In Omnipotent Government, Mises argued: "The essential teaching of [classical] liberalism is that social cooperation and the division of labor can be achieved only in a system of private ownership of the means of production, i.e., within a market society, or capitalism. All the other principles of [classical] liberalism, democracy, personal freedom of the individual, freedom of speech and of the press, religious tolerance, peace among the nations are consequences of this basic postulate. They can be realized only within a society based on private property."
Finally, and in full acknowledgement that a free society would inevitably include some people with racist ideas and attitudes, a key question must be asked. Compared to what? If libertarianism fails the "racism test," then what social organization offers a passing grade? The results do not need to be perfect – they never will be – all they need to be is better than any of the other alternatives. Compared to statism, libertarianism would produce a racist-free paradise.
Racism has been institutionalized and even mandated by states throughout history. It was woven into the first fabric of America through the 3/5ths rule in the Constitution that allowed slave states to count each slave as 3/5ths of a white man for purposes of voting. From black code laws and fugitive slave ones to laws against manumission, the state acted to cement racism into society. Statism, not libertarianism, supported the private individuals who profited from the abomination of slavery. And, then, there was the slaughter of untold native Indians and the herding of survivors into concentration camps called reservations.
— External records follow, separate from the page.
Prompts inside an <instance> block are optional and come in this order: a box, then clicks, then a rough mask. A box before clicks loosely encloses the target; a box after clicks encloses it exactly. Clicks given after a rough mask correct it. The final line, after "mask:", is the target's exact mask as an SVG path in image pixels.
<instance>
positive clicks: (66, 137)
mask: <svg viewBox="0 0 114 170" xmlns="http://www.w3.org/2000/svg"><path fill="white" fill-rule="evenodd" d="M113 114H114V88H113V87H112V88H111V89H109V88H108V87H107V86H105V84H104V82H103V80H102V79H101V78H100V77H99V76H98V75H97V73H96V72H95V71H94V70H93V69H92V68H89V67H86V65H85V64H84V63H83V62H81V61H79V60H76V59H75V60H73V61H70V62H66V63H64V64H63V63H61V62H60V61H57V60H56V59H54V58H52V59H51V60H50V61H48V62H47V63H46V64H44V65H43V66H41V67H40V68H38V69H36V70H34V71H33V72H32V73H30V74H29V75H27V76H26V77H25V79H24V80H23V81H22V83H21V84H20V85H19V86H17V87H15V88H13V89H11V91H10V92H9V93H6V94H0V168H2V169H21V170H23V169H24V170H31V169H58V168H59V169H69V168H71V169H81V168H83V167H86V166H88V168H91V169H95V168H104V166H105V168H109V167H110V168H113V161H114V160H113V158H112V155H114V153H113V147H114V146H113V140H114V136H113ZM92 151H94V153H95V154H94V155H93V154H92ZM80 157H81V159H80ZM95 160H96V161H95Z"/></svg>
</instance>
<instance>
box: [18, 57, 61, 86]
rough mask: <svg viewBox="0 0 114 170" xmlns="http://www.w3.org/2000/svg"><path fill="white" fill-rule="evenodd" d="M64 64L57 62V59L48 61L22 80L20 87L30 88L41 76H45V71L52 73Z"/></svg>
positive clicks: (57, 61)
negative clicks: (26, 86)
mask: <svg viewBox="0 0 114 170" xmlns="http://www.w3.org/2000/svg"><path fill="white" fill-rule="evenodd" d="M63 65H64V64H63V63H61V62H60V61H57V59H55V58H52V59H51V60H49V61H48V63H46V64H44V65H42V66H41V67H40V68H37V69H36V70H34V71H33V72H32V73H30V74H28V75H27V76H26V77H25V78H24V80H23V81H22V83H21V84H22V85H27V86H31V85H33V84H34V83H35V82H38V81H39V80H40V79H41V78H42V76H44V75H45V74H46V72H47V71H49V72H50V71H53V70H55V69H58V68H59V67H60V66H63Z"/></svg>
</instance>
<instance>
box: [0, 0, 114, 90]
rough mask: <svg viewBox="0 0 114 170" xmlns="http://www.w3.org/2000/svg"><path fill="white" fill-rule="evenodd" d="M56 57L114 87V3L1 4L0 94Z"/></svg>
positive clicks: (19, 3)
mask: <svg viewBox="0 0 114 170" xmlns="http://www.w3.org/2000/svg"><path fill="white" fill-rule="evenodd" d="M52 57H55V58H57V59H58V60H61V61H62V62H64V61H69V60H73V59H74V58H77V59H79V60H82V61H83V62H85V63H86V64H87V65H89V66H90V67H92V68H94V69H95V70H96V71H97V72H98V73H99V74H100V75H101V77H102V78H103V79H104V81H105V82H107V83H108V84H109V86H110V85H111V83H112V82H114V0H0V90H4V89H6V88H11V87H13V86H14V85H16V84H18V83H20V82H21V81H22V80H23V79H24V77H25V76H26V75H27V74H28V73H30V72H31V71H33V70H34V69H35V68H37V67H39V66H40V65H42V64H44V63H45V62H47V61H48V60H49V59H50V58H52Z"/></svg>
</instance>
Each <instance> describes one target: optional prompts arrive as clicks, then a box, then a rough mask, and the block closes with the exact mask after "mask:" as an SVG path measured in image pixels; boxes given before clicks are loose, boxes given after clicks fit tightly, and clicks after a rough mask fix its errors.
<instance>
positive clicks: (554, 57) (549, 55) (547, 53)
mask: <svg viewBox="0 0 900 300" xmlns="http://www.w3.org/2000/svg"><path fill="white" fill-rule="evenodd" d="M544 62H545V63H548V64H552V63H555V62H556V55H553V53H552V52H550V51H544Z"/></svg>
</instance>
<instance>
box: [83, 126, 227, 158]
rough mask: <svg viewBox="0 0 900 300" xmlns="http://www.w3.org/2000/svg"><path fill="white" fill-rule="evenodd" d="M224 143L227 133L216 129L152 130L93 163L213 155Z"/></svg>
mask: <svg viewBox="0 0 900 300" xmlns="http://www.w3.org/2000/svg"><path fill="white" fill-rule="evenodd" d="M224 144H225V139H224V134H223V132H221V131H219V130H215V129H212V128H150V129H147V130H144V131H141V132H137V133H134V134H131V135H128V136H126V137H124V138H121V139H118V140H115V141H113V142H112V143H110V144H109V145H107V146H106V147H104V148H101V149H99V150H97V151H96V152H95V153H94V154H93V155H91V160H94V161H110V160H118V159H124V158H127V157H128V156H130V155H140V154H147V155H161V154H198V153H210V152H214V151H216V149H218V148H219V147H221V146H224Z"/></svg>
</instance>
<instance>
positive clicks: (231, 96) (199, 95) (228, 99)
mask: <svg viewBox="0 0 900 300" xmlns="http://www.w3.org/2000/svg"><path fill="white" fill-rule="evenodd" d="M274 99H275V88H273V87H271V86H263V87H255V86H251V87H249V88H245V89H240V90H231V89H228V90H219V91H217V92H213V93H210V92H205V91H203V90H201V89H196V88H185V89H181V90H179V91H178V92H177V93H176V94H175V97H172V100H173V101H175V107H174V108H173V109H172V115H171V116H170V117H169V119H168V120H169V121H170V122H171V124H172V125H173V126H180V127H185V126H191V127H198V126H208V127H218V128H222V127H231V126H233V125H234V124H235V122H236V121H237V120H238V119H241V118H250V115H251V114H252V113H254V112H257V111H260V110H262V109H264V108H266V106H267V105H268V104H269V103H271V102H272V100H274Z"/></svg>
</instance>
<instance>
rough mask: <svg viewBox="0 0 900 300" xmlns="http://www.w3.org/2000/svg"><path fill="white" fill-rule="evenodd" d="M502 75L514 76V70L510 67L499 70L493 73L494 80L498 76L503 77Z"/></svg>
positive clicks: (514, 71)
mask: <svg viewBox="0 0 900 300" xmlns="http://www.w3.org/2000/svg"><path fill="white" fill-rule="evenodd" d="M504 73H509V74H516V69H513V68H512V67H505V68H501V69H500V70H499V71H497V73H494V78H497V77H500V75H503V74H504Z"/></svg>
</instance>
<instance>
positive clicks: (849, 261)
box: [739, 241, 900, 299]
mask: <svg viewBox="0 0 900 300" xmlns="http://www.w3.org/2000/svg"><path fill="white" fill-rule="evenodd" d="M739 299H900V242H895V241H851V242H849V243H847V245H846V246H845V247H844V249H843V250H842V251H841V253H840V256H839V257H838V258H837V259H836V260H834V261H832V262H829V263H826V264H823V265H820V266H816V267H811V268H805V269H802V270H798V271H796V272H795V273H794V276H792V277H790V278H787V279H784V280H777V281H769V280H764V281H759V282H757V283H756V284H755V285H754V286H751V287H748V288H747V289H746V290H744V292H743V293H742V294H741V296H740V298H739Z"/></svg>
The racism of the modern American state runs deep. Jim Crow laws were just that – "laws." During World War II, it was the turn of the Japanese to be herded into camps. And, when the Great Society was declared by President Johnson, it quickly embedded double standards based on race into the law; for example, affirmative action. Even apparently race-neutral measures are implemented in such a manner as to harm blacks disproportionately: gun laws, the war on drugs, police immunity.
Religious wars such as the one raging in the Middle East, genocides such as Stalin's mass murder of the Kulaks, forced famines such as the Great Starvation of Ireland in 1845-1852... Pull the curtain back on any massive, sustained and murderous racism, and the face of the state will be seen.
Yet appealing to a gang of thugs who've left an unbroken trail of blood through history is offered as the solution to a baker who will not sell a cake to gays or an employer who does not want to hire blacks.
Libertarianism cannot deliver utopia because nothing can; human beings are imperfect. A libertarian society will merely will seem like utopia because of what has gone before. The non-aggression principle combined with non-violent tactics is the best possible solution to the problem of racism.